Hasta que un día tomé conciencia de que yo y muchos otros lo elaborábamos con abundantes ingredientes, caros, y que lográbamos un sabor exquisito. Entonces decidí aumentar su precio, y cobrarlo tanto como cualquier otro plato estandarizado de la carta. ¡Y oh sorpresa! Todo el mundo lo pagaba sin chistar: 400 grs de locro “bien pulsudo”. Esa expresión que en el noroeste sería como la sureña “bien polenta”. ¡Bien cargado!

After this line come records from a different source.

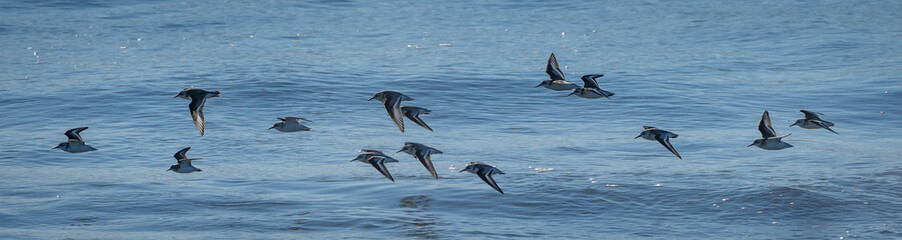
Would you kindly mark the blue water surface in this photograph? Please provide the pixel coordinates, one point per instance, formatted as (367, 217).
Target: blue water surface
(705, 70)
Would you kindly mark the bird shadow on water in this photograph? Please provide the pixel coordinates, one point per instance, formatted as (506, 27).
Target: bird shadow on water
(418, 222)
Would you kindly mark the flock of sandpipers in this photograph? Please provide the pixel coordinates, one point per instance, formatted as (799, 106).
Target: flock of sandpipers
(391, 100)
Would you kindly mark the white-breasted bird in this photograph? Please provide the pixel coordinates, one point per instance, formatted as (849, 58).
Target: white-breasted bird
(75, 144)
(557, 81)
(812, 121)
(290, 124)
(662, 136)
(184, 163)
(422, 153)
(392, 102)
(769, 139)
(413, 113)
(198, 99)
(590, 88)
(377, 159)
(485, 172)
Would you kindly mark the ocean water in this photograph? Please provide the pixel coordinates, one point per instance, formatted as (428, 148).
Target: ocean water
(705, 70)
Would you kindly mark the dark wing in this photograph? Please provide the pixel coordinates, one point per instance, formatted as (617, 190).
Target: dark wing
(74, 134)
(393, 106)
(181, 154)
(599, 92)
(666, 142)
(590, 82)
(810, 114)
(379, 164)
(823, 125)
(423, 156)
(197, 112)
(415, 117)
(553, 70)
(373, 151)
(764, 126)
(486, 176)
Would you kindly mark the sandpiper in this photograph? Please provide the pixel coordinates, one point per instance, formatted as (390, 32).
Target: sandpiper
(662, 136)
(198, 97)
(184, 163)
(290, 124)
(377, 159)
(413, 113)
(769, 139)
(812, 121)
(557, 81)
(485, 172)
(422, 153)
(590, 88)
(392, 102)
(75, 144)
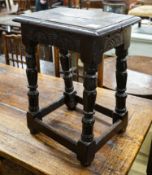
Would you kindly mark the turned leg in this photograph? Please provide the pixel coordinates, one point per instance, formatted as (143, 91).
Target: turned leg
(33, 93)
(149, 166)
(86, 146)
(121, 79)
(69, 93)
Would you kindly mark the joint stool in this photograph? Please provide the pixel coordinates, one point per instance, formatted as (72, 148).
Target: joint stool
(90, 33)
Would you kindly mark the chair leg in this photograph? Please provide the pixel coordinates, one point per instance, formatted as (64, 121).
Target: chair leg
(149, 166)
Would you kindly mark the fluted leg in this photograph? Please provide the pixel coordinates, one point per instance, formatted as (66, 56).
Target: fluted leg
(69, 93)
(87, 145)
(121, 79)
(32, 77)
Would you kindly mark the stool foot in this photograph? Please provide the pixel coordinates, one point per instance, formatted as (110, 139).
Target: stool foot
(70, 94)
(70, 100)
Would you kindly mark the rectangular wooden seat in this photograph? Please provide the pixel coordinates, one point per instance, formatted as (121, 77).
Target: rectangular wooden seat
(30, 152)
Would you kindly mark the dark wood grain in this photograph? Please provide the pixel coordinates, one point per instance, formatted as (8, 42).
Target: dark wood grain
(90, 33)
(30, 152)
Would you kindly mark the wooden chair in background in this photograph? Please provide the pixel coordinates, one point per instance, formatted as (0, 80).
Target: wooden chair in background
(15, 52)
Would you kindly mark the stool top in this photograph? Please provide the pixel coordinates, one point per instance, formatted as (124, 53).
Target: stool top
(88, 22)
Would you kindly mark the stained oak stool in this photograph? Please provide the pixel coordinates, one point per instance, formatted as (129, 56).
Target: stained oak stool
(90, 33)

Fue muy emotivo para mí ver que, con el paso del tiempo, las demás peñas aumentaban el precio del locro en sus menús, y entre todos lo elevábamos a otro escalafón gastronómico. ¡Ojalá sobreviva a todas las “eras light” que se vengan!

Y recuerde que si sobra algo de guiso para el otro día, será más rico aún, porque al recalentarlo, concentra su sabor.

Y no olvide guardar el secreto que le conté. Se lo digo por este medio, porque ya es público y notorio que “el secreto sólo existe para ser traicionado, para traicionarse a sí mismo” (Cfr Foucault, por Gilles Deleuze, página 82, Editorial Paidós, México, 1991). ¿Me entendió?

Y esperamos que nos escriba y nos aporte más saberes.

Yo me voy bailando la chacarera “Olla ‘i locro”, de Oscar “Cacho Valles” Mazzanti y de Antonio Pantoja, por Los Cantores de Quilla Huas. ¡Sumesé!